Tag Archives: segregation

Happy Birthday to Integrated Schools!!

Today marks the 60th anniversary of the landmark US Supreme Court case of Brown v Bd of Education, 347 U.S. 483, which outlawed racial segregation in our nation’s schools.

Click here to read the historic Supreme Court decision that was handed down 60 years ago today.

Click here to read more about the Brown case at the Bill of Rights Institute.

Click here for Cornell University’s Case Brief.

But change is painful and moves slowly. I did not attend school with a black person until September 7, 1971 when I started the 10th grade- 17 years after Brown. That year, my hometown finally implemented a so-called “forced bussing” program to integrate our schools. That first week of school, I was horrified and frightened to see front-page news stories and photos of riots at two local high schools. We had no trouble at my school, but the whites mostly kept to themselves and the blacks did the same. I was great at acting like an advocate for integration, but I don’t think I ever had a meaningful conversation with a black person until I was out of High School. Click here for an article about the history of school integration in Pinellas County, Florida where I grew up.

The subject of forced bussing is controversial, and I think I understand the arguments against it. The popular visual argument about little children of both races spending hours on the bus while they pass other neighborhood schools much closer to their homes tugs at my heart strings. But, I remain in strong support of integration and I think it is absolutely necessary. We have never achieved separate but equal and I don’t think we can get there from here. Even if we could, I don’t want to. With all due respect to everyone’s cultural heritage, time continues to pass and change occurs. We can all honor where we came from without living in the past.

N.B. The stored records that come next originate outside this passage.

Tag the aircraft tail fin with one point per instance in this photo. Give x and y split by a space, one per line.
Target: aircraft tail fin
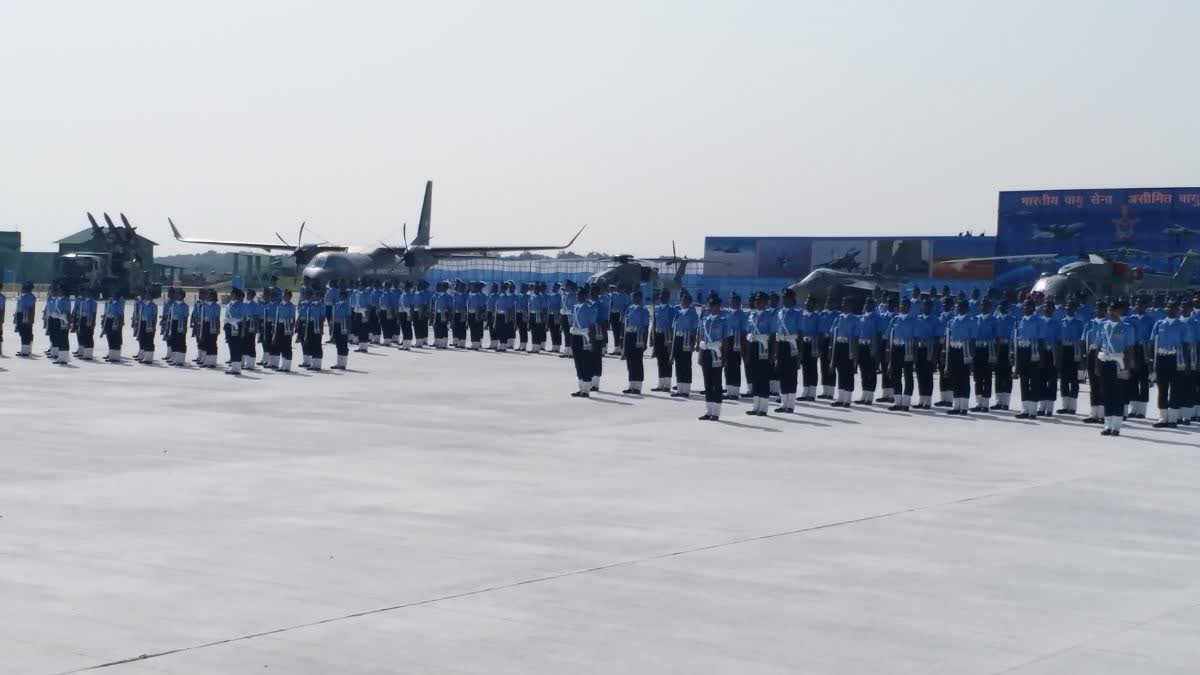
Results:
1187 267
681 269
423 226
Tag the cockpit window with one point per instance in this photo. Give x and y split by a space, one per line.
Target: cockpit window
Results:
814 275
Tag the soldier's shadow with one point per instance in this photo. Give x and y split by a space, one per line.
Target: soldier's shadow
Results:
599 400
1159 441
739 425
790 419
828 418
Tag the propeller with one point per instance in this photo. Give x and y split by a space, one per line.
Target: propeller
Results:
299 238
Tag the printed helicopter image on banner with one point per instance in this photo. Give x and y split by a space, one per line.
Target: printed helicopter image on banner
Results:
1147 231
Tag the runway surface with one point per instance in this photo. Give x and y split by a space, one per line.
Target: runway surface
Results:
450 512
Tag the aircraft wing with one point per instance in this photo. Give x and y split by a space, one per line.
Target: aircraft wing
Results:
1000 258
863 285
477 250
263 245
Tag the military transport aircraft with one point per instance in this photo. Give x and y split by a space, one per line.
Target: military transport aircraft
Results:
323 262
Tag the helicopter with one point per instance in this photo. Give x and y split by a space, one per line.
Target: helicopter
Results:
1179 231
835 284
628 272
117 267
886 275
1107 273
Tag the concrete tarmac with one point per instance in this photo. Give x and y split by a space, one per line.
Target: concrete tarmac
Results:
456 512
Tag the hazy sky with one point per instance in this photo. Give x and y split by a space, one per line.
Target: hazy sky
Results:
647 120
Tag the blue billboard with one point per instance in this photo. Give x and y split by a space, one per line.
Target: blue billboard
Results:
768 263
1149 227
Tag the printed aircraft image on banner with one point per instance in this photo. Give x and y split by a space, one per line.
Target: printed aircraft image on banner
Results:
1164 222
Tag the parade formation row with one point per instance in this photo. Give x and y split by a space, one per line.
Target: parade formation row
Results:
786 352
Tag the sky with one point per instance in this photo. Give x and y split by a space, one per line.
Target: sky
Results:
648 121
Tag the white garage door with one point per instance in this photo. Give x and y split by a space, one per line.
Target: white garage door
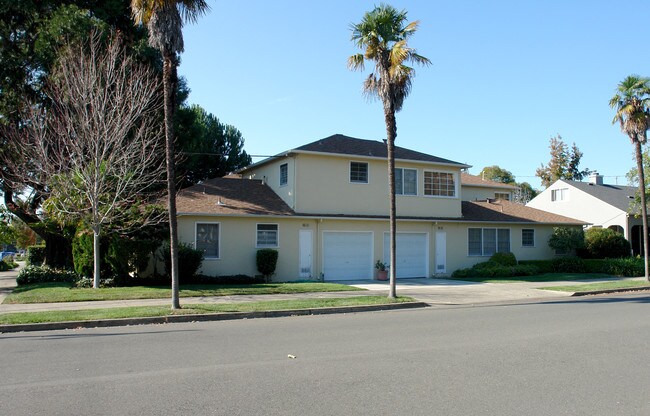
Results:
347 256
412 254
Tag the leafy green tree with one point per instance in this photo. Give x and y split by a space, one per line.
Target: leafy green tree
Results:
564 163
632 105
383 35
209 148
497 174
164 20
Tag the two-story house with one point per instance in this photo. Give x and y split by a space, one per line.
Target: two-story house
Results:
324 207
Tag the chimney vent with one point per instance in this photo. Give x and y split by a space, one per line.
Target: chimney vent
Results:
595 178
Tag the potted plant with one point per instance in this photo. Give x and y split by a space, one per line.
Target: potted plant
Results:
382 270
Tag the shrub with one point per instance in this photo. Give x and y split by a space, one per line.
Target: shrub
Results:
570 264
566 240
35 255
44 274
503 259
189 261
266 260
601 243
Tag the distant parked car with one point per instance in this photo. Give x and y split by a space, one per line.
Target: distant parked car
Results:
4 254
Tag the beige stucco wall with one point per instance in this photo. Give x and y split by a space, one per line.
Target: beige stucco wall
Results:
323 186
238 238
581 206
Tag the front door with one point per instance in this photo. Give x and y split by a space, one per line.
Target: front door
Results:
441 252
306 241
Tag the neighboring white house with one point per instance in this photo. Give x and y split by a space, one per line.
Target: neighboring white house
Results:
594 202
324 207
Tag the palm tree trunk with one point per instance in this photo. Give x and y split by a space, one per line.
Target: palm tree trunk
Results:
644 214
169 83
391 134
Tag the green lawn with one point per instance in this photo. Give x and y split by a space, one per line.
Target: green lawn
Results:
547 277
149 311
588 287
63 292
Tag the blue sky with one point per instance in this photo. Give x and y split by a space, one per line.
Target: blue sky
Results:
506 77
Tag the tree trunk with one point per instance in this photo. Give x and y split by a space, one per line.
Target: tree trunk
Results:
391 133
96 257
644 214
169 81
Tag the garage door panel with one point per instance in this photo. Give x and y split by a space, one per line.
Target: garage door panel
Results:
347 255
412 254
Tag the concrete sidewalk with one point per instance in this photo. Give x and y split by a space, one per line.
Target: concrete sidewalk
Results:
435 292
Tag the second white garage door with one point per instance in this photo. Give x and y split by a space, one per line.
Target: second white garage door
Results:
412 254
347 255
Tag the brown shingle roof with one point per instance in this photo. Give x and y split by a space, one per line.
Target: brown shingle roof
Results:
506 211
231 196
471 180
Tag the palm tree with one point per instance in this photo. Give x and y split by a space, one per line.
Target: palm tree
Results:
383 35
632 104
164 20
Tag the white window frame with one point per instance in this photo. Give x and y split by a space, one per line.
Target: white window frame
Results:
402 182
367 172
562 193
522 237
453 176
277 235
286 174
496 243
196 240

Furthermore, we must integrate to live lives of integrity. It is easy to misunderstand, or even to believe lies about people that you don’t know. It has taken many, many years of working and living with African Americans for me to become convinced that there are no inherent biological differences between “them” and “us,” and that there is no “them” and “us.” They are us and we are them. As long as we keep apart we will continue to look askance at each other and that isn’t good for any of us. It isn’t good for our country either.